Some of these points were at the heart of activist DeRay McKesson’s remarks during his live interview with CNN’s Wolf Blitzer Tuesday afternoon. When Blitzer tried to get McKesson to focus on the property damage by declaring there was no excuse for it, the Ferguson veteran sharply reframed the conversation:
McKesson:There’s no excuse for the seven people that the Baltimore Police Department has killed in the last year either, right?
Blitzer:We’re not making comparisons, obviously. I just want to hear you say there should be peaceful protests, not violent protests, in the tradition of Dr. Martin Luther King.
McKesson: You are making a comparison. You are suggesting this idea that broken windows are worse than broken spines, right?…Freddie Gray will never be back. Those windows will.
McKessson’s shifting of the language was an effective tactic that forced the anchor—or at least his viewers—to consider a narrative that does not focus exclusively on burning buildings and people throwing blunt objects at law enforcement.
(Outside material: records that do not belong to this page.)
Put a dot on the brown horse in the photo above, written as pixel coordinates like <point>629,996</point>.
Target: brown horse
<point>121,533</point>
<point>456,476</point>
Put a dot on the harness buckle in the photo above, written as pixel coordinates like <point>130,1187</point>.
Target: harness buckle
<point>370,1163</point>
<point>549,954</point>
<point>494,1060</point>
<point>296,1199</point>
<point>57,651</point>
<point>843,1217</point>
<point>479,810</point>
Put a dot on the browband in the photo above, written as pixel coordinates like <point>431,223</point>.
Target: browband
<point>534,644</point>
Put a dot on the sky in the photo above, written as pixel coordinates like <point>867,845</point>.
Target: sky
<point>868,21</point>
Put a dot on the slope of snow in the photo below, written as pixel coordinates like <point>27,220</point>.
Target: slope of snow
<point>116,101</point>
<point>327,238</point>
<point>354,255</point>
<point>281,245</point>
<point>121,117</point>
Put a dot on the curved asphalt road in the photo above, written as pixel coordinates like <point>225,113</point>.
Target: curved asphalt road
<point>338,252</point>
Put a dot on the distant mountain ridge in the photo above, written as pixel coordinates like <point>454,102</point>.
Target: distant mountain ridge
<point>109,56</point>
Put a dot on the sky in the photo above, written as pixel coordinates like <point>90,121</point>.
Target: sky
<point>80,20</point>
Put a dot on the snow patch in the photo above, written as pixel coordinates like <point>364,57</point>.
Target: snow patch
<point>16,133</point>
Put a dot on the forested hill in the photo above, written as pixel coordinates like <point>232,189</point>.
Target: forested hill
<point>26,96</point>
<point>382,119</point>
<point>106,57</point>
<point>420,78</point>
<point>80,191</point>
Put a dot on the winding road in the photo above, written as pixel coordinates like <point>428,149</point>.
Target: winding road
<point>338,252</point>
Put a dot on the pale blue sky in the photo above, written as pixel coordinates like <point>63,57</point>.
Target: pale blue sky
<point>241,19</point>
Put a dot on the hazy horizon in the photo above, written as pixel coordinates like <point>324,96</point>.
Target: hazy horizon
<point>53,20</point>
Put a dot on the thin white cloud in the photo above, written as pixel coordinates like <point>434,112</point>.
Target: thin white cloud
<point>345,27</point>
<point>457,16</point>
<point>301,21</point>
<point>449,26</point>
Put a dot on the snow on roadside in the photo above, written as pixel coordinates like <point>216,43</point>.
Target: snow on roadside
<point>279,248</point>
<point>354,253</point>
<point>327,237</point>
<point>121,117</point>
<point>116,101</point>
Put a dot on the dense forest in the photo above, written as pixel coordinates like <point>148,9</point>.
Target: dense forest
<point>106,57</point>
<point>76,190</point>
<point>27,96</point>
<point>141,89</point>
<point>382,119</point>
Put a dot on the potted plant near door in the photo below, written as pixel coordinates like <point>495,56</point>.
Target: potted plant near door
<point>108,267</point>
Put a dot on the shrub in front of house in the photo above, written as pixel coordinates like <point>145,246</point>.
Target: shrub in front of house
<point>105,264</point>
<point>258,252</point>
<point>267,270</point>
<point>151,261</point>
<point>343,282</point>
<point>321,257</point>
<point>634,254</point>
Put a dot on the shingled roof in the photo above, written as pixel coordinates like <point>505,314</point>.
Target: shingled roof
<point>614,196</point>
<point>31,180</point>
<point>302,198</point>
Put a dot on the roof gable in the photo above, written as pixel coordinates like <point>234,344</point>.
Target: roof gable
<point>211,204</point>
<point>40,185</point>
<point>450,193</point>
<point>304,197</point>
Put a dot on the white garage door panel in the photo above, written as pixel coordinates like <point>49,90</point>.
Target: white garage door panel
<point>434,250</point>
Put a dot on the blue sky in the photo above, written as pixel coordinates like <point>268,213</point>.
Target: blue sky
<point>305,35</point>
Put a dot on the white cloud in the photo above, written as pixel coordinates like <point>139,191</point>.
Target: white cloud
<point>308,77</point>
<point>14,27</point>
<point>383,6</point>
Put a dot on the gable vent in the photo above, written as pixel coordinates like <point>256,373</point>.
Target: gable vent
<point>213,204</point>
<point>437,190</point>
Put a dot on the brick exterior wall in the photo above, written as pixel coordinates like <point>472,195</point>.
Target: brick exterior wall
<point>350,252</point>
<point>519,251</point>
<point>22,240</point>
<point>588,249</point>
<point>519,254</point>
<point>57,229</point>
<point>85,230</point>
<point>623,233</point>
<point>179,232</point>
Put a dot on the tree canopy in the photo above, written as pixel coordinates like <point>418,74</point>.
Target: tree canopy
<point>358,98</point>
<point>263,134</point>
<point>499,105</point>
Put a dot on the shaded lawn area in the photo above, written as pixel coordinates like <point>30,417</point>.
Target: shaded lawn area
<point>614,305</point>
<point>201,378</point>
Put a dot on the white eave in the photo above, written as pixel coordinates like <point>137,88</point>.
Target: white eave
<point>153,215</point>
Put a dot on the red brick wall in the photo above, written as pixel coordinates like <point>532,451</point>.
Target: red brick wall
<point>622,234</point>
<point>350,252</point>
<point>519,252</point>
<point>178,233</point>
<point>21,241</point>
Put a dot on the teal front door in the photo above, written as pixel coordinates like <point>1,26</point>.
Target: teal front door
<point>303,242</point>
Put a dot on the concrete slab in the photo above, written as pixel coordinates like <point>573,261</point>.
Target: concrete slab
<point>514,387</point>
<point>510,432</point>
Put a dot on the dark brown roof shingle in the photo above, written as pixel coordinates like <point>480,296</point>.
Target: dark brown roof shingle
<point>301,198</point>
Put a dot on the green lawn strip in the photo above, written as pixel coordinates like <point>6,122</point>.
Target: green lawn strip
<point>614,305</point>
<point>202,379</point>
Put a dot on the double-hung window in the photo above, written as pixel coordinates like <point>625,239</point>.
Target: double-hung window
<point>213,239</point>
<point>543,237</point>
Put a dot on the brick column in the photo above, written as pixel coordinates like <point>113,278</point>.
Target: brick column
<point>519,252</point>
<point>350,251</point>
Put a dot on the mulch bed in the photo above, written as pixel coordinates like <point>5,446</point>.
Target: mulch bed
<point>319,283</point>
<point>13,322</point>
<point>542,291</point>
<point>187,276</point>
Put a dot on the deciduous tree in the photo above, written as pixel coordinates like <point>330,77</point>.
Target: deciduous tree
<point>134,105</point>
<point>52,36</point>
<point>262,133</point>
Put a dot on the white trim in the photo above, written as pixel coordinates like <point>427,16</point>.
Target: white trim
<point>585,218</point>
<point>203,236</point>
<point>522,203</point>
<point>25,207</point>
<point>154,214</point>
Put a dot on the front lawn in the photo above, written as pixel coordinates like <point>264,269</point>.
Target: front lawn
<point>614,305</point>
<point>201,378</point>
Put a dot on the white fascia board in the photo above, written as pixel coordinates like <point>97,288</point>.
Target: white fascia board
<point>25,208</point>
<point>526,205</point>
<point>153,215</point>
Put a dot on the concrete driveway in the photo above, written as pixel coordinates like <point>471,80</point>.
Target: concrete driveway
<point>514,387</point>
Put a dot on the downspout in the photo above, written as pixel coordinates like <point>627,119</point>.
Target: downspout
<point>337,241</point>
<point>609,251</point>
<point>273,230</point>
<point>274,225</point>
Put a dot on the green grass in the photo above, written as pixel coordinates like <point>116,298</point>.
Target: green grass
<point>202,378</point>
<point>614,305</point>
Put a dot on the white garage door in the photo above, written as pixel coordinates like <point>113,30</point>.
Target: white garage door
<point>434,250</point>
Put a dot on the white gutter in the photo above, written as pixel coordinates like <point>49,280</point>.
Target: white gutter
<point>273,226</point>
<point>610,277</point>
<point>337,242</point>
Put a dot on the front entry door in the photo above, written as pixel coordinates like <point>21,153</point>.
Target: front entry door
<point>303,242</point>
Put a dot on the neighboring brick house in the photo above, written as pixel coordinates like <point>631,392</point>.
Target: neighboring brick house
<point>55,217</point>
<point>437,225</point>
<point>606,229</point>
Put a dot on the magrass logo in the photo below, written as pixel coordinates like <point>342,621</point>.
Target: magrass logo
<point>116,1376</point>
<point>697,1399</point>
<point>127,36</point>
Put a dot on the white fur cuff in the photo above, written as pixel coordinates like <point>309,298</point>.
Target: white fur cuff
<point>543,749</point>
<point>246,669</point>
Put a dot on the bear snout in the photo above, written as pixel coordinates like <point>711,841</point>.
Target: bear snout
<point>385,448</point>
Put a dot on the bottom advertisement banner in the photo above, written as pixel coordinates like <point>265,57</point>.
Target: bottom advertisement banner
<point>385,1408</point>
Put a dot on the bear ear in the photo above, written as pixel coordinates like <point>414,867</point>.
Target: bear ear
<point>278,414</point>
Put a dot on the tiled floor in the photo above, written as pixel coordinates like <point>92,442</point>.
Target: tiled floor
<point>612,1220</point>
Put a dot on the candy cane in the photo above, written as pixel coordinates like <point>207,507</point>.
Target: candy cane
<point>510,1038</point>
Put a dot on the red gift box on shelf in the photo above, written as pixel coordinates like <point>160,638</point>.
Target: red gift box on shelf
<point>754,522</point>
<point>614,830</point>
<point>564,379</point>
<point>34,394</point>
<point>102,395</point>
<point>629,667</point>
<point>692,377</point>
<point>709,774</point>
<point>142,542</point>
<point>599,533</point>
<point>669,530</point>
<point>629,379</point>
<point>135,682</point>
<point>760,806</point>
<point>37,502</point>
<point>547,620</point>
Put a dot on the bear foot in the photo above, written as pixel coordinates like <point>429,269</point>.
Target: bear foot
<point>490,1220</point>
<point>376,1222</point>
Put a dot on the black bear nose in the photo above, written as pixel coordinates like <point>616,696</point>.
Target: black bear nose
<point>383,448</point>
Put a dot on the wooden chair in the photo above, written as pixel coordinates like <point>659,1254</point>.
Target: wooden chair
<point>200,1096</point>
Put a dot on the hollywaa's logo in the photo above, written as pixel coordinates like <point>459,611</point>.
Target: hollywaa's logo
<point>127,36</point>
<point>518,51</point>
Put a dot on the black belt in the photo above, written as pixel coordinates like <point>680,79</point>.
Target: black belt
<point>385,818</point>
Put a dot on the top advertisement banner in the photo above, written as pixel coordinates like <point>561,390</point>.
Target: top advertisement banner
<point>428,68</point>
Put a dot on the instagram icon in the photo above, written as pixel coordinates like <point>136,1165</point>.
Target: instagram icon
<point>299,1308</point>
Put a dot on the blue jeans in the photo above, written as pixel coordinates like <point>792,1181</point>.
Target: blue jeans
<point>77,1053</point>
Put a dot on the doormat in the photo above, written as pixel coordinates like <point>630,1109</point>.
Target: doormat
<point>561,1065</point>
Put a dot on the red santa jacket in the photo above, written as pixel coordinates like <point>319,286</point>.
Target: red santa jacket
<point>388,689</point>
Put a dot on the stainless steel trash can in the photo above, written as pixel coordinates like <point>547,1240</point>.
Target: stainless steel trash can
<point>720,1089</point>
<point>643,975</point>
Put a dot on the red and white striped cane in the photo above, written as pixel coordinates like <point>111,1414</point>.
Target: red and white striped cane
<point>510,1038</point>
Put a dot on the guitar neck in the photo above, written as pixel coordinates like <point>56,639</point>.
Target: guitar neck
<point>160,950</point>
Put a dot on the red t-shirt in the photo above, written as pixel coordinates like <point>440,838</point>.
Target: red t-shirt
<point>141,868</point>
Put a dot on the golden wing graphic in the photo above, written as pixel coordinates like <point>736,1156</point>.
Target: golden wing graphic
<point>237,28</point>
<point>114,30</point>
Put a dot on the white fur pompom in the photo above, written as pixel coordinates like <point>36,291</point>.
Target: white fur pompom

Within the mainstream media context, describing the unrest in Baltimore as “riots” is intellectually lazy. It allows reporters to criminalize people for broken windows instead of focusing on Gray, the young man whose spine was severed in the custody of law enforcement officials.
For now, at least 235 people have been arrested in connection with the unrest in Baltimore. Because many have not been formally charged, it is impossible to know if they are being accused of damaging property or engaging in violent behavior, as the prevailing media narrative suggests.
Most, if not all of these jailed people are likely behind bars because they were out on the streets protesting the death of a young black man who died as a result of injuries sustained in police custody. Mass arrests, property damage and everything that is happening in Baltimore is exactly what happens when disenfranchised people rise up against police brutality.
Most people who are affected by that brutality would call this an uprising.